"Monna Rosa" Şiirinin Hüzünlü Hikayesi

"Monna Rosa" Şiirinin Yazılış Hikayesi

Merhaba edebiyatseverler :)

Sizlere bu yazımda Sezai Karakoç'un Monna Rosa adlı şiirinden ve hikayesinden bahsetmek istiyorum. ''Monna Rosa, Siyah güller, ak güller. '' diye başlayan eşsiz bir şiir. Bu şiirin genel olarak bilinen hikayesi şöyledir:

Sezai Karakoç, Ankara Üniversitesi'nde Siyasi Bilimler Fakültesi'ni kazanır.
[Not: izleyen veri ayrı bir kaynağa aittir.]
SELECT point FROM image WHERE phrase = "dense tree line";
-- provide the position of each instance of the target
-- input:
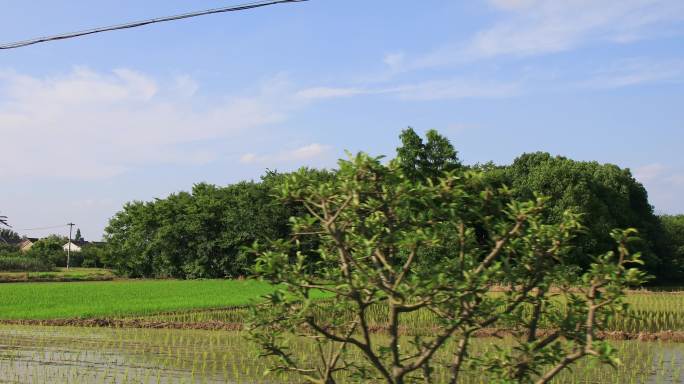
(198, 234)
(204, 233)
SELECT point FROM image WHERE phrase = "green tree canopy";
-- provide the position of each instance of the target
(9, 236)
(372, 222)
(673, 232)
(605, 195)
(201, 233)
(421, 160)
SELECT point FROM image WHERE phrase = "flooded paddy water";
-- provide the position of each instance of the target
(119, 355)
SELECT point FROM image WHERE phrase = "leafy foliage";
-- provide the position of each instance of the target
(199, 234)
(421, 160)
(673, 232)
(372, 223)
(605, 195)
(8, 236)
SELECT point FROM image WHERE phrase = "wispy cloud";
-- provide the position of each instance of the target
(649, 172)
(636, 71)
(305, 153)
(90, 125)
(447, 89)
(535, 27)
(665, 185)
(318, 93)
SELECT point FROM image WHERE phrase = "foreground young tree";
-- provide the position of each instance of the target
(374, 225)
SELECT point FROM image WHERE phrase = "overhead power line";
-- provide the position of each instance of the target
(43, 228)
(234, 8)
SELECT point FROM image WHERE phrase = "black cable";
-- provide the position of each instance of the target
(135, 24)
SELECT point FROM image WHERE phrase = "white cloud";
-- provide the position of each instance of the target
(534, 27)
(455, 89)
(649, 172)
(665, 186)
(630, 72)
(90, 125)
(450, 89)
(299, 155)
(318, 93)
(394, 60)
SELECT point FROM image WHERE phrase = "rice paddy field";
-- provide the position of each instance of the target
(106, 355)
(120, 298)
(129, 353)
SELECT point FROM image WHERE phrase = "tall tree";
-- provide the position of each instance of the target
(604, 194)
(421, 160)
(371, 224)
(9, 236)
(673, 231)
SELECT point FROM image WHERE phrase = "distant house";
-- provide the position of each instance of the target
(26, 243)
(74, 247)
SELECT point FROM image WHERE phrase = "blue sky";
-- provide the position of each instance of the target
(90, 123)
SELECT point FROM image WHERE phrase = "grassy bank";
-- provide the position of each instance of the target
(60, 274)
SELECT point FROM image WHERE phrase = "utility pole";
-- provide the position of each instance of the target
(71, 228)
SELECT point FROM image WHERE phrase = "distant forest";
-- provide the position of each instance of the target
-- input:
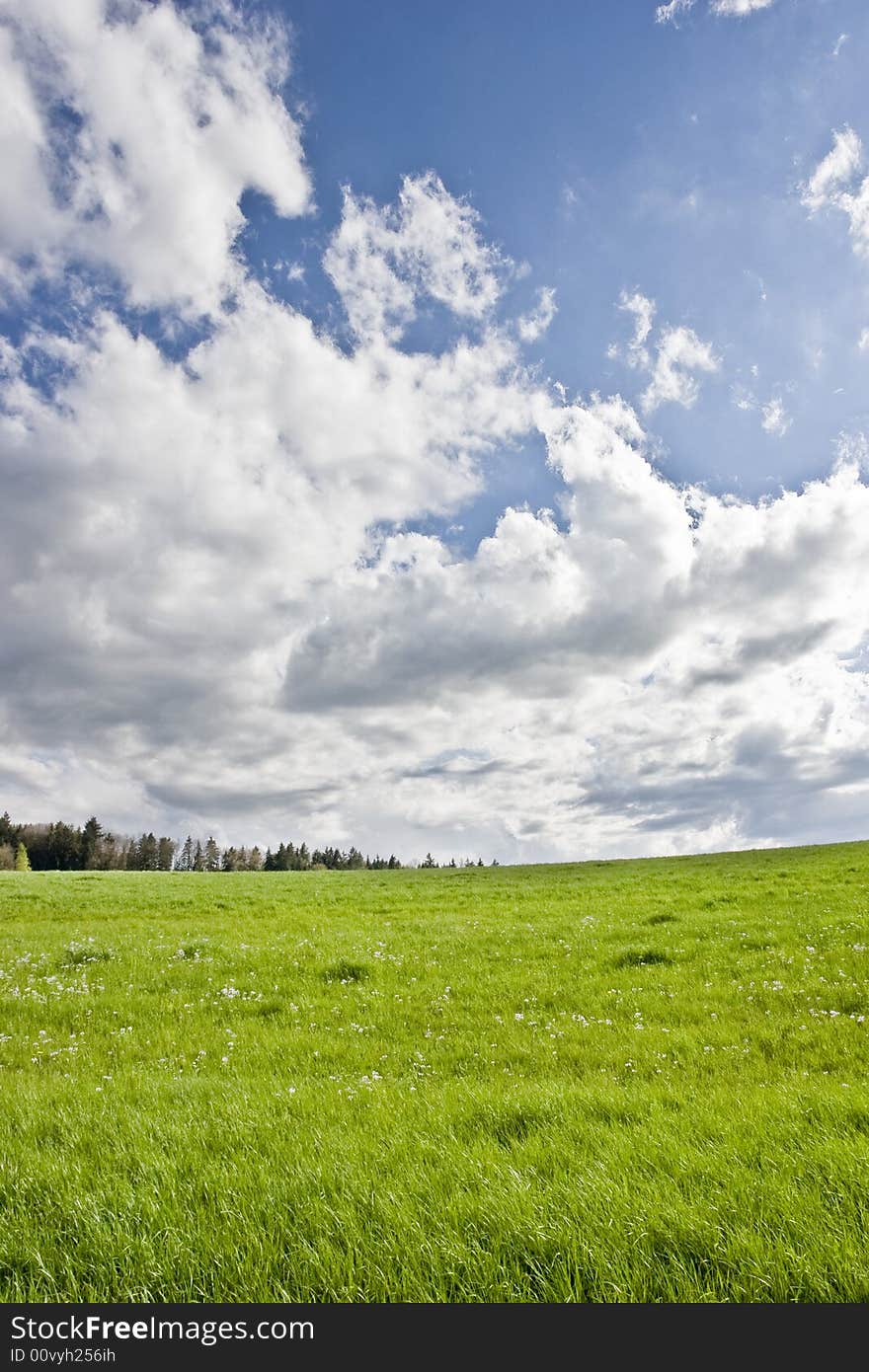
(92, 848)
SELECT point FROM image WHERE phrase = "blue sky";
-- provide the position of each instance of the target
(612, 152)
(436, 426)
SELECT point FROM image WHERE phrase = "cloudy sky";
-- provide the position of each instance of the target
(438, 425)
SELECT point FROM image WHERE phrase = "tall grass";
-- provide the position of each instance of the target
(608, 1082)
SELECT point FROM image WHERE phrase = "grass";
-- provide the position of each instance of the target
(609, 1082)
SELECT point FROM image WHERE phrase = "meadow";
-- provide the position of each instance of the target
(626, 1082)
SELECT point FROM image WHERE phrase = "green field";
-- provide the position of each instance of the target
(608, 1082)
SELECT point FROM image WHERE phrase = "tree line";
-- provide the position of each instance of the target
(62, 847)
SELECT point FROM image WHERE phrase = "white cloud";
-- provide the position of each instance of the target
(127, 144)
(217, 612)
(530, 327)
(382, 260)
(738, 9)
(836, 184)
(774, 420)
(672, 11)
(671, 362)
(834, 171)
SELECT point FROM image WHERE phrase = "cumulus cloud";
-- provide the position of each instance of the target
(382, 260)
(227, 600)
(127, 140)
(672, 11)
(533, 326)
(738, 9)
(774, 418)
(672, 361)
(836, 184)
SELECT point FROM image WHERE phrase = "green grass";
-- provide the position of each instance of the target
(609, 1082)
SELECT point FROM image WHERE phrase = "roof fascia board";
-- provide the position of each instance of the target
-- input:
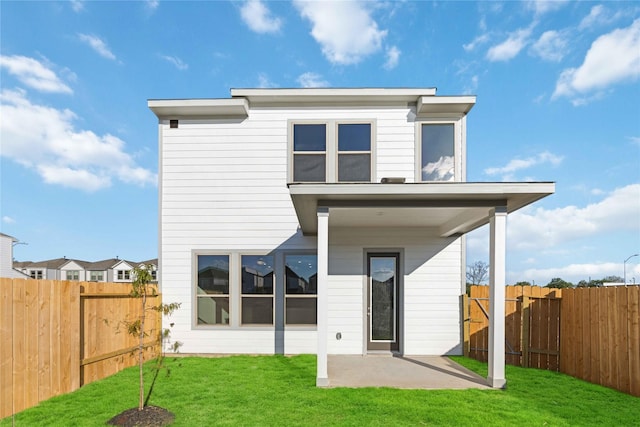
(333, 96)
(445, 104)
(199, 108)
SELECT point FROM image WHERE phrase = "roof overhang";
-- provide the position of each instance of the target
(445, 104)
(333, 96)
(451, 208)
(199, 108)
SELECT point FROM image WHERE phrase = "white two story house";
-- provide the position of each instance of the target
(325, 221)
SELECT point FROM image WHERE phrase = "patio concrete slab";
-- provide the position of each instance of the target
(410, 372)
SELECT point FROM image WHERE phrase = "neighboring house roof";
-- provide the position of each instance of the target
(103, 265)
(52, 264)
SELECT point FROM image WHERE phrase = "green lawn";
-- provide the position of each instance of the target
(278, 390)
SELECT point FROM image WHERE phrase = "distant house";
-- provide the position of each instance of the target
(326, 221)
(108, 270)
(6, 258)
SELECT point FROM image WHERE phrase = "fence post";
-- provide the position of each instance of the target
(466, 325)
(524, 345)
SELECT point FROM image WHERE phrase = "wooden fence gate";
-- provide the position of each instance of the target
(588, 333)
(527, 346)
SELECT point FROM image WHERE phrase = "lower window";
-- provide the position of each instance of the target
(301, 276)
(257, 289)
(213, 290)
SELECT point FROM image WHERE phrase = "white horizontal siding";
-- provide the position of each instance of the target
(224, 189)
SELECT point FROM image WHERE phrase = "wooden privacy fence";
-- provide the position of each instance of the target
(56, 336)
(588, 333)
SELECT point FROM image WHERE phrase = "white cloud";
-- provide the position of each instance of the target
(511, 47)
(311, 79)
(60, 153)
(177, 62)
(98, 45)
(540, 7)
(33, 74)
(594, 16)
(576, 272)
(613, 58)
(561, 232)
(519, 164)
(551, 46)
(345, 30)
(393, 56)
(258, 18)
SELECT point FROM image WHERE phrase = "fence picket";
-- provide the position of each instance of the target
(46, 329)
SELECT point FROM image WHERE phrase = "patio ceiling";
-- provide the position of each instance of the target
(453, 208)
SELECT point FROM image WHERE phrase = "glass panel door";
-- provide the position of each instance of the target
(382, 307)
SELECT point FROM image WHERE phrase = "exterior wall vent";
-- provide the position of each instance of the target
(392, 181)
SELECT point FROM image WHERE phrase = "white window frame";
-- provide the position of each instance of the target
(75, 273)
(331, 148)
(124, 274)
(271, 295)
(458, 174)
(297, 296)
(233, 309)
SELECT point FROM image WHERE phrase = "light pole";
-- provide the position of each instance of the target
(624, 264)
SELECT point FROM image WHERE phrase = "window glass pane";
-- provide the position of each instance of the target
(309, 137)
(213, 310)
(354, 137)
(257, 310)
(301, 272)
(437, 152)
(354, 167)
(257, 274)
(301, 311)
(309, 168)
(213, 274)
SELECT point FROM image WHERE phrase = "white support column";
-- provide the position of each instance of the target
(497, 283)
(322, 375)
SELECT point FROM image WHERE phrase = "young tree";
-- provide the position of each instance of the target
(142, 287)
(477, 273)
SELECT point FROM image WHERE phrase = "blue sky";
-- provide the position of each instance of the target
(557, 85)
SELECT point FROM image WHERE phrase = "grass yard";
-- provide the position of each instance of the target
(278, 390)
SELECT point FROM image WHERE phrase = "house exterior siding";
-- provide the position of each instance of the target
(224, 191)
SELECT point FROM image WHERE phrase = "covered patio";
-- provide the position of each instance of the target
(408, 372)
(451, 209)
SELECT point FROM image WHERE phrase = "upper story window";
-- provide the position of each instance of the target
(124, 275)
(354, 152)
(332, 152)
(309, 152)
(437, 147)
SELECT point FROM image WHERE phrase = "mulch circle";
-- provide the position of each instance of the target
(149, 416)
Üniversite öğrencisi olmanın heycanını yaşayan şairimiz, günler geçerken bir muhacir kızına aşık olur. Bir süre geçer ama bu aşka daha fazla dayanamayan Sezai Karakoç, sevdiği kıza açılmaya karar verir. Şairimizin kalbi kızın ret cevabıyla bir hayli kırılır ama bu aşkı 4 yıl boyunca içinde taşır. Yıllar geçer ve mezun olma zamanı gelir. Mezuniyet gecesinde şiir yazdığı bilinen Karakoç'tan şiir okuması istenir ve şairimiz kendisini kürsüde şiir okurken bulur. Kalabalığın arasında aşkını bulur ve gözlerine bakarak okumaya başlar aşkını anlatan şiiri. Şiir bitene kadar kalabalıktan hiç ses çıkmaz. Sonrasındaki beğeni nidaları, bu şiiri yazdıran kişinin kim olduğunu soran sözler, uğultuların arasından duyulur. Aşkın sahibi esas kızımız kalabalıktan sıyrılıp kürsüye yaklaşır ve o an onu kabul ettiğini söyler. Bu sefer de Sezai Karakoç istemez. O günden sonra da sevdiği kızı bir daha hiç görmez. O kız Muazzez Akkaya'dır.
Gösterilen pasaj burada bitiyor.